Porter touched the side of the simulated head; the jaw opened, revealing the highly detailed mouth within.

“The teeth are exact copies of your own layout—we’ve even embedded a denser ceramic composite at the right points to match the two fillings you have: dental biometrics would identify this head as being yours. Now, you can see there’s a tongue, but, of course, we don’t actually use the tongue for speech; that’s all done with voice-synthesizer chips. But it should do a pretty good job of faking it. The opening and closing of the jaw will match the sounds being produced perfectly—kind of like Supermarionation.”

“Like what?” I said.

Thunderbirds ? Captain Scarlet ?”

I shook my head.

Porter sighed. “Well, anyway, the tongue is very complex—the most complex part of the recreation, actually. It doesn’t have taste buds, since you won’t need to eat, but it is pressure sensitive and, as I said, it will make the appropriate movements to match what your voice chip is saying.”

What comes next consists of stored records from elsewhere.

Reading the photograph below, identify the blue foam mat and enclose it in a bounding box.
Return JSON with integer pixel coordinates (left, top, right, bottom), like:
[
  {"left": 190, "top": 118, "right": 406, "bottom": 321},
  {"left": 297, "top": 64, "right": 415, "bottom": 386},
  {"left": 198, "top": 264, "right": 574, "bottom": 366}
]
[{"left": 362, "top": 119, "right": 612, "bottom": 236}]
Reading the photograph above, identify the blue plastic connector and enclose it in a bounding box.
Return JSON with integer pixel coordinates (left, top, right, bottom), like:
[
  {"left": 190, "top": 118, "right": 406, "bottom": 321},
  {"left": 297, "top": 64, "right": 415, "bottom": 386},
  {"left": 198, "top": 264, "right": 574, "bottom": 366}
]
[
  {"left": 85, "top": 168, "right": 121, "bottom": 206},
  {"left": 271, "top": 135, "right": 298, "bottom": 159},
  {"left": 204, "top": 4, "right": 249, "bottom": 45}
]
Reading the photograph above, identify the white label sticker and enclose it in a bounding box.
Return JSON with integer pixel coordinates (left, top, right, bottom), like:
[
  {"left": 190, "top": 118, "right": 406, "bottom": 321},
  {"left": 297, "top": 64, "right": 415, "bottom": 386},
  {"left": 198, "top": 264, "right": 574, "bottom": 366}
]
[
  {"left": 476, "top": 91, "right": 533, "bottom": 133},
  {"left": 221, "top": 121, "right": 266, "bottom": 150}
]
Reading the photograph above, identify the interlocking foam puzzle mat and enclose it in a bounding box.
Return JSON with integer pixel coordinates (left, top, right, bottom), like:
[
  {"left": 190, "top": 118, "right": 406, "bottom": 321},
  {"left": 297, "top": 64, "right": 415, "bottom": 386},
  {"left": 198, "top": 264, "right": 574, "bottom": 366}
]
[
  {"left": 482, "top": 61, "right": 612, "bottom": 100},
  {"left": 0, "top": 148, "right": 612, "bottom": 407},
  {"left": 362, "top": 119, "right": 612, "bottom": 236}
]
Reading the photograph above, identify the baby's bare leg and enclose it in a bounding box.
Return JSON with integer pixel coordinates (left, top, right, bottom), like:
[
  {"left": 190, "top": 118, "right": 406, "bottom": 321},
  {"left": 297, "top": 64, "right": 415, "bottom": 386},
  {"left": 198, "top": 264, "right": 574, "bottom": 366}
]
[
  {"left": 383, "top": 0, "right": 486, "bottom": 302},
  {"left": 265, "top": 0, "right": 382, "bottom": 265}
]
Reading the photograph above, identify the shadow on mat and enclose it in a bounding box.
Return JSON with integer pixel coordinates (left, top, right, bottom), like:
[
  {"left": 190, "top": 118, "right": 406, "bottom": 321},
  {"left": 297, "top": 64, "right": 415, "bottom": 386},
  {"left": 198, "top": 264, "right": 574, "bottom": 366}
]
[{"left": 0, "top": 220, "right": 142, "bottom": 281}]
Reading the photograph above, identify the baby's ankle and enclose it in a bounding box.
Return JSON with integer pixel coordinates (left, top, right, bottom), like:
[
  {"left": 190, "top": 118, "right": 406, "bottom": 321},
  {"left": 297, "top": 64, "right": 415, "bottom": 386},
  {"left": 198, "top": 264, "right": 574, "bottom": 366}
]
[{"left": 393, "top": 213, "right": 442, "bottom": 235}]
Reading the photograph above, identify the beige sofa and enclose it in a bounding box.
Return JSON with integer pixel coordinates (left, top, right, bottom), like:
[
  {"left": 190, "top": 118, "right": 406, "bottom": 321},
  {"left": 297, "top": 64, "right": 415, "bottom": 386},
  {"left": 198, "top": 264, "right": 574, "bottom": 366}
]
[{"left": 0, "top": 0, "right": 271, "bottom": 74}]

“It’s really … uncanny,” I said, and then I smiled. “I think that’s the first time I’ve ever actually used that word.”

Porter laughed, but then pointed at me. “Now, sadly we haven’t been able to replicate that: when you smile, you’ve got a great dimple in your left cheek. The artificial head doesn’t do that. We’ve noted it in your file, though—I’m sure we’ll be able to add it in a future upgrade.”

“That’s okay,” I said. “You’ve done a terrific job as is.”

“Thanks. We like people to become familiar with the appearance before we transfer them into an artificial body—it’s good that you know what to expect. Are there any particular activities you’re looking forward to?”

“Baseball,” I said at once.

“That will take a lot of eye-hand coordination, but it will come.”

“I want to be as good as Singh-Samagh.”

“Who?” asked Porter.

“He’s a starting pitcher for the Blue Jays.”

“Oh. I don’t follow the game. I can’t guarantee you’ll ever be professional caliber, but you’ll definitely be at least as good, if not better, than you were before.”

He went on. “You’ll find that all the proportions are exactly the same as your current body—the length of each finger segment, of each limb segment, and so on. Your mind has built up a very sophisticated model of what your body is like—how long your arms are, at what point along their length the elbow or knee occurs, et cetera . That mental model is adaptable while you’re still growing, but becomes pretty firmly entrenched in middle age. We’ve tried making short people tall, and correcting for mismatched limb lengths, but it created more problems than it was worth—people have a lot of trouble adjusting to a body that isn’t like their original.”